Israeli Prime Minister Benjamin Netanyahu agreed with a key US envoy Wednesday that "meaningful" talks must start with Palestinians, but there was no sign of progress on the vexed settlement issue.
In a joint statement, the hawkish premier and US Middle East envoy George Mitchell said Israeli and US officials will meet again next week in the United States to pursue efforts to revive the moribund peace process.
The sides "agreed on the importance of restarting meaningful negotiations between Israelis and Palestinians and working toward a comprehensive peace."
"All sides need to take concrete steps toward peace," it added, avoiding however any direct reference to Washington's demand that Israel freeze all settlement construction in the occupied West Bank and east Jerusalem ahead of the renewal of peace talks.
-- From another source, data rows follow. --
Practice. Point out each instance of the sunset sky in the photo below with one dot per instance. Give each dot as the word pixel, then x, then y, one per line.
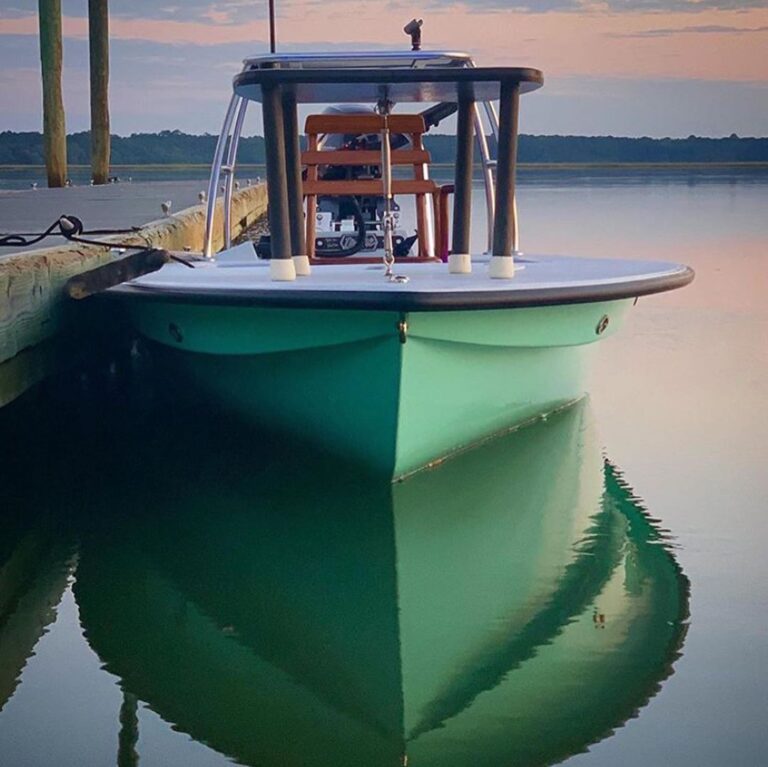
pixel 620 67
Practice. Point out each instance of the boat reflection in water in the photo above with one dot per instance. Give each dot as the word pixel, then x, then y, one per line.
pixel 509 607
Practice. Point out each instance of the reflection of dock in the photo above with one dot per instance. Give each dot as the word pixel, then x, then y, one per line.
pixel 450 618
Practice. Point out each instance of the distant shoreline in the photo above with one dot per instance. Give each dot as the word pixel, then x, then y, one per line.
pixel 703 165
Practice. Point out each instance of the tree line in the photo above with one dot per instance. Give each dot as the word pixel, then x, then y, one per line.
pixel 175 147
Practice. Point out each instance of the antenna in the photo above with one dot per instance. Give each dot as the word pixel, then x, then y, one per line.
pixel 271 26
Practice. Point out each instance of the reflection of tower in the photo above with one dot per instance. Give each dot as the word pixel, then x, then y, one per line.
pixel 446 618
pixel 127 755
pixel 34 568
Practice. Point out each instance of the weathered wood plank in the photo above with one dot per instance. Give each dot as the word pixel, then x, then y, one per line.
pixel 121 270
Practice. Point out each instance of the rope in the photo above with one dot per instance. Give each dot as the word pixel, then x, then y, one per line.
pixel 72 228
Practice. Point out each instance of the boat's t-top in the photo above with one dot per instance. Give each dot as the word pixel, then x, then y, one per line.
pixel 343 205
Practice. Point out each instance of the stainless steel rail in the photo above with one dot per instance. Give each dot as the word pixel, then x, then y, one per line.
pixel 213 182
pixel 229 169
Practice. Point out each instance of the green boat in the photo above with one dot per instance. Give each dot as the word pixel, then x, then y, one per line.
pixel 512 606
pixel 391 361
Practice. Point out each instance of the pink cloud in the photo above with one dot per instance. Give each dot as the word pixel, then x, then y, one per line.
pixel 596 44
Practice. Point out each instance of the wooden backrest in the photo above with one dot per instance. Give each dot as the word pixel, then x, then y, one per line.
pixel 414 155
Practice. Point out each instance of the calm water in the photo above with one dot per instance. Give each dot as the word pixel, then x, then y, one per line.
pixel 593 589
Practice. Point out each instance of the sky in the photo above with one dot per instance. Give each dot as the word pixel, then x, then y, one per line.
pixel 612 67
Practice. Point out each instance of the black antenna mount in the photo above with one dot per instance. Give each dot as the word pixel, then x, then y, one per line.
pixel 413 28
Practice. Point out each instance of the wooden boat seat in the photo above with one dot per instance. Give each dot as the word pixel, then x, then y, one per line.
pixel 414 156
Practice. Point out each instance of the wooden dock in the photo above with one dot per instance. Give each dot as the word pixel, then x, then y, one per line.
pixel 35 324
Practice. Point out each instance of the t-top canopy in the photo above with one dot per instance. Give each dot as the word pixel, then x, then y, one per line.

|Israeli Prime Minister Benjamin Netanyahu signs the guest book at Bellevue Palace in Berlin|
The statement was issued at the end of the premier's visit to London, during which Netanyahu also met British Prime Minister Gordon Brown, and shortly before the Israeli leader left for Germany, where he will meet Chancellor Angela Merkel on Thursday.
In Washington, a State Department official, who requested anonymity, said next week's meeting would be between Mitchell and Israeli Defence Minister Ehud Barak, "quite likely" in New York, where the US envoy lives.
Speaking to reporters after arriving in Berlin, Netanyahu said that "there are still a number of issues that haven't been finalised in our talks with the United States... there has been certain progress but there is still work to be done."
Merkel was also set to press Netanyahu on settlements.
"The German government believes that no further settlements should be built in the occupied territories," said a spokesman in Berlin, Netanyahu's second and last stop in a four-day European trip.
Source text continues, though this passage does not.